Occipital intraparenchymal myxopapillary ependymoma: Case report and literature review

Tushit Mewada
Department of Neurosurgery, G B PANT Institute of Postgraduate Medical Education and Research, New Delhi
,
Ishu Bishnoi
Department of Neurosurgery, G B PANT Institute of Postgraduate Medical Education and Research, New Delhi
,
Hukum Singh
Department of Neurosurgery, G B PANT Institute of Postgraduate Medical Education and Research, New Delhi
,
Daljit Singh
Department of Neurosurgery, G B PANT Institute of Postgraduate Medical Education and Research, New Delhi
› Author Affiliations

Myxopapillary ependymoma (MPE) is a histological variant of ependymoma found in the conus medullaris or filum terminale region.
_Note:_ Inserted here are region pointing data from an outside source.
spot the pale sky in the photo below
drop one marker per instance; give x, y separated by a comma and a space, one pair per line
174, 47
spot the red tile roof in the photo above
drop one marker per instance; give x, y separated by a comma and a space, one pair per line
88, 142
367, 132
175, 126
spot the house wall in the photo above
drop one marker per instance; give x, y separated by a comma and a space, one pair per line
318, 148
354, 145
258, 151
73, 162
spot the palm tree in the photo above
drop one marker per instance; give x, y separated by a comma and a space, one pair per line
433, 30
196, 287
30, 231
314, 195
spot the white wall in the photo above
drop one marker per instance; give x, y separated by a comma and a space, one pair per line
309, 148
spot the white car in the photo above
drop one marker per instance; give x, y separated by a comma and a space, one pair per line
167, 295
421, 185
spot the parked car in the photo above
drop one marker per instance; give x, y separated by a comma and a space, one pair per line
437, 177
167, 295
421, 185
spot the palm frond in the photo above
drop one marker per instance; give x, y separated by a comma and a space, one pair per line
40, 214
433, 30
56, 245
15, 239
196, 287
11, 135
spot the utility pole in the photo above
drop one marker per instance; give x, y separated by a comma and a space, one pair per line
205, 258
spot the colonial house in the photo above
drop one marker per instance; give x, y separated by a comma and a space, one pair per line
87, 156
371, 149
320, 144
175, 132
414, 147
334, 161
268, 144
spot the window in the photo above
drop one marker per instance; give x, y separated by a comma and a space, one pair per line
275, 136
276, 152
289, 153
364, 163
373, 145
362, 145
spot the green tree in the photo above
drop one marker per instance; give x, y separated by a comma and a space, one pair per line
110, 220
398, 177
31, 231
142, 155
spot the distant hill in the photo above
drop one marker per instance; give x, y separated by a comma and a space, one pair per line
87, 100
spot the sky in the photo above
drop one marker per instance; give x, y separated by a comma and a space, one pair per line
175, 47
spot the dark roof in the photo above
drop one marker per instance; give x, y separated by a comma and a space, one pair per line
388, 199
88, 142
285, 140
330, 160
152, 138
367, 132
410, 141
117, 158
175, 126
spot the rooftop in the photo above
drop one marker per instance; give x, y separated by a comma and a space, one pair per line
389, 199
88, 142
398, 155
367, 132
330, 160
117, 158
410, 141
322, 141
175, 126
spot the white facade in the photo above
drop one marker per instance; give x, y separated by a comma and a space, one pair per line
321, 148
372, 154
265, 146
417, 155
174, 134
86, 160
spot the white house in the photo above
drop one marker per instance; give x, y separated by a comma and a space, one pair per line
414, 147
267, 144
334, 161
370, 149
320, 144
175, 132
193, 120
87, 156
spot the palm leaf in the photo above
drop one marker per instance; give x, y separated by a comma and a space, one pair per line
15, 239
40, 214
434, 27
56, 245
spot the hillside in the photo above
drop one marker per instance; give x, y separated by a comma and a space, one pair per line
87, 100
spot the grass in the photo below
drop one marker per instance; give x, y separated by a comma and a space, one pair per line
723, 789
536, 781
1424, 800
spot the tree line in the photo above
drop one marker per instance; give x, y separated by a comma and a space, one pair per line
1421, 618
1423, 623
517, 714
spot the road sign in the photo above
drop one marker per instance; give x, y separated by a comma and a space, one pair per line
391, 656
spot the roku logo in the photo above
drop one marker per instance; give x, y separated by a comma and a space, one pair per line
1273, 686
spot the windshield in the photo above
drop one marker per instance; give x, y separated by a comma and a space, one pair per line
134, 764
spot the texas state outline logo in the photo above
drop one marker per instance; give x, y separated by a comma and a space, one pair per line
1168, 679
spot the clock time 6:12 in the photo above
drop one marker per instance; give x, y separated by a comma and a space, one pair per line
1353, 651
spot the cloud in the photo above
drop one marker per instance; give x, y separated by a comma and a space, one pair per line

Intracranial occurrence of the tumor is a rarity. The most characteristic histological feature of myxopapillary tumors is the abundance of intercellular and perivascular mucin and the arborizing vasculature, which tends to form papillae. We are reporting a 14-year-old patient presented with seizures caused by the right occipital region intraparenchymal lesion. Histopathology confirmed it to be MPE. Lesion was excised completely. Literature reviews on the topic are discussed regarding the histological findings, natural history, and outcome of surgically treated MPE. This is the fifth reported case of cerebral intraparenchymal primary MPE.



Publication History

Article published online:
20 September 2022

© 2017. Asian Congress of Neurological Surgeons. This is an open access article published by Thieme under the terms of the Creative Commons Attribution-NonDerivative-NonCommercial License, permitting copying and reproduction so long as the original work is given appropriate credit. Contents may not be used for commercial purposes, or adapted, remixed, transformed or built upon. (https://creativecommons.org/licenses/by-nc-nd/4.0/)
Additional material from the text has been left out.